I'd like to avoid non-local memory access. The recommendations I found here did not help. So the question is, is it possible to run 8 MPI processes - all on THE SAME processor? If it is - how do I do it?

Thanks.

4

4 Answers

2
votes

The following set of command-line options to mpiexec should do the trick with versions of Open MPI before 1.7:

--by-core --bind-to-core --report-bindings

The last option will pretty-print the actual binding for each rank. Binding also activates some NUMA-awareness in the shared-memory BTL module.

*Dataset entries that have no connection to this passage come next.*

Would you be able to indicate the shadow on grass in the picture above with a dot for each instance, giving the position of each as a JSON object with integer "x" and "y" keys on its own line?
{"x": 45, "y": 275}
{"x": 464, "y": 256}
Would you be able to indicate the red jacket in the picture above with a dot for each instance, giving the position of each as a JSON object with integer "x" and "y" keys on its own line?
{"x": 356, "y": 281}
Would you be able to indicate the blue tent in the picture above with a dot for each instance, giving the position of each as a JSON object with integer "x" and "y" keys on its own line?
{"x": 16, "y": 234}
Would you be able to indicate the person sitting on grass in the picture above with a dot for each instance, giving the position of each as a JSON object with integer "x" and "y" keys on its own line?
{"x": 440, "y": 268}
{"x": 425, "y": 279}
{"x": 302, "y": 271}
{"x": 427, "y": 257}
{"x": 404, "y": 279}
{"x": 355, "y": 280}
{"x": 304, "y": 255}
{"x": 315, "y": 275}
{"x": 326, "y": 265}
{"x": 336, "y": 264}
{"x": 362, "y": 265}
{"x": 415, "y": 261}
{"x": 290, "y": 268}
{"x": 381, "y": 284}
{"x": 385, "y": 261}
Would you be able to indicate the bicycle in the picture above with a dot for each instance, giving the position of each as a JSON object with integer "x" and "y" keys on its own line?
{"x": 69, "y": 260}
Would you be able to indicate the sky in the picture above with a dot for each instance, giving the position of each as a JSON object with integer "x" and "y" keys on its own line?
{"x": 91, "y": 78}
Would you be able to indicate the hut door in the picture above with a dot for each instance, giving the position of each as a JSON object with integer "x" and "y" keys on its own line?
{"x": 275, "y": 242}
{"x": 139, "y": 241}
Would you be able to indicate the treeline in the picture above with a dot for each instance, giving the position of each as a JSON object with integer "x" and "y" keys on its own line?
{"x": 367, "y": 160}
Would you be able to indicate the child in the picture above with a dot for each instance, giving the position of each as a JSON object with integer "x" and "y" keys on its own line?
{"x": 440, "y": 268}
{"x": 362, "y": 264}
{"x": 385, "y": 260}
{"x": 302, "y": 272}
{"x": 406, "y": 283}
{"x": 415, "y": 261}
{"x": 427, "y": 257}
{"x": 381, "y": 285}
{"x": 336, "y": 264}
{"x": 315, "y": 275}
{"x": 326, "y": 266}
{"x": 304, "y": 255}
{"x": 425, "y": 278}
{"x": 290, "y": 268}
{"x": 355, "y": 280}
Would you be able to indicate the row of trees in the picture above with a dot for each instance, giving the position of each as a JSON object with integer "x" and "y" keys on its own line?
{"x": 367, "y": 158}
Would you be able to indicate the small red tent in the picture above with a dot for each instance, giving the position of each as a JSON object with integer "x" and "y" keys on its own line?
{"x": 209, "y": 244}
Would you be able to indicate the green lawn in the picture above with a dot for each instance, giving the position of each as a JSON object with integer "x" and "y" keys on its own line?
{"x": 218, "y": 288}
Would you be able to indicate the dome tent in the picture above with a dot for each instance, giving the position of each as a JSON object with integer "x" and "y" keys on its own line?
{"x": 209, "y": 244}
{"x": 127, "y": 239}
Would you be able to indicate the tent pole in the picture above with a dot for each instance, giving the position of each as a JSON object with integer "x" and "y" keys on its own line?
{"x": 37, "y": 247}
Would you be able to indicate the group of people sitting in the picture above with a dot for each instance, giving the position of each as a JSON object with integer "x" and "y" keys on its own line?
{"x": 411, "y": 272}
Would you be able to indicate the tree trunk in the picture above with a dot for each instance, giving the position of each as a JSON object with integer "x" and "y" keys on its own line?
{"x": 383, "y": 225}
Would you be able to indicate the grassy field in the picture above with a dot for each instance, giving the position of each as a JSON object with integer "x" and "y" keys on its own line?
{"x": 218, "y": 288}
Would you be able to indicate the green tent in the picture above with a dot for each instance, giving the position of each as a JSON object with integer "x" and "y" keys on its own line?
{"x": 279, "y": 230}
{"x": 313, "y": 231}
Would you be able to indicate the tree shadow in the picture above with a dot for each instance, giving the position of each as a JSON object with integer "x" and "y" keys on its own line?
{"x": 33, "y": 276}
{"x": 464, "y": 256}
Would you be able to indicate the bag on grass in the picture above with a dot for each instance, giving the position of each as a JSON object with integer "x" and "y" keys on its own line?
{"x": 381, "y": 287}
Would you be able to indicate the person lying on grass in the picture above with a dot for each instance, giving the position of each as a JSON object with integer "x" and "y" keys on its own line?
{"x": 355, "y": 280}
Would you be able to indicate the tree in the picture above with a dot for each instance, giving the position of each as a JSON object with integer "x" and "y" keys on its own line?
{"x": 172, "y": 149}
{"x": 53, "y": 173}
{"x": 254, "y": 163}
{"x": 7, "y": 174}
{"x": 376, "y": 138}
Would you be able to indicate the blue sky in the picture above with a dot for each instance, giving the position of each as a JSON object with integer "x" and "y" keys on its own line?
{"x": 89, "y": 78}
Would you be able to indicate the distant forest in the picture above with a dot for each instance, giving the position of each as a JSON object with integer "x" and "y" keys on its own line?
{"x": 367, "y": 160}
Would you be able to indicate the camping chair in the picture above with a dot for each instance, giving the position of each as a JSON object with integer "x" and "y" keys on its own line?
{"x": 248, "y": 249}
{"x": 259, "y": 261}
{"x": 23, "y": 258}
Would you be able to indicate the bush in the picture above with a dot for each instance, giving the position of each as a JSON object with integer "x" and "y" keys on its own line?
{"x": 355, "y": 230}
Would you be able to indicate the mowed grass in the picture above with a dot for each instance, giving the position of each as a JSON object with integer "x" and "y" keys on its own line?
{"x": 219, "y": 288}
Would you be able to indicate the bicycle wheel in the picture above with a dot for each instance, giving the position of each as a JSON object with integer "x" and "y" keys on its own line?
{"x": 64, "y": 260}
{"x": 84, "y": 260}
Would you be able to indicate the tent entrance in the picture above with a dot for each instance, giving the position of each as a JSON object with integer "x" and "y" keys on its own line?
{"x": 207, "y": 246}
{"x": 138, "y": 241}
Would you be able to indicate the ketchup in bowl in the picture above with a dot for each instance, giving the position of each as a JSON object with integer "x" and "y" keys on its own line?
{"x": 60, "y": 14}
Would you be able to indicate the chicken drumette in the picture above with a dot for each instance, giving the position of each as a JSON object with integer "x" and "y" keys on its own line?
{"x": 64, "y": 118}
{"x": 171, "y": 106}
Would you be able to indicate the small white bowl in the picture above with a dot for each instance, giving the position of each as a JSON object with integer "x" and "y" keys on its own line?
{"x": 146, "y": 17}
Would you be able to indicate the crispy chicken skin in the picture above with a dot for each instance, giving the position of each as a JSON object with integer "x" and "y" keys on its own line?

Starting with Open MPI 1.7, processes are distributed round-robin over the available sockets and bound to a single core by default. To replicate the above command line, one should use:

--map-by core --bind-to core --report-bindings
0
votes

It appears to be possible. The Process Binding and Rankfiles sections of the OpenMPI mpirun man page look promising. I would try some of the options shown with the --report-binding option set so you can verify process placement is how you intend and see if you get the performance improvement you expect out of your code.

0
votes

You should look at the hostfile / rankfile documentation for your MPI library. Open MPI and MPICH both use different formats, but both will give you what you want.

Keep in mind that you will have performance issues if you oversubscribe your processor too heavily. Running more than 8 ranks on an 8 core processor will cause you to lose the performance benefits you gain from having locally shared memory.

0
votes

With Slurm, set:

#SBATCH --ntasks=8
#SBATCH --ntasks-per-socket=8

to have all cores allocated on the same socket (CPU die), provided Slurm is correctly configured.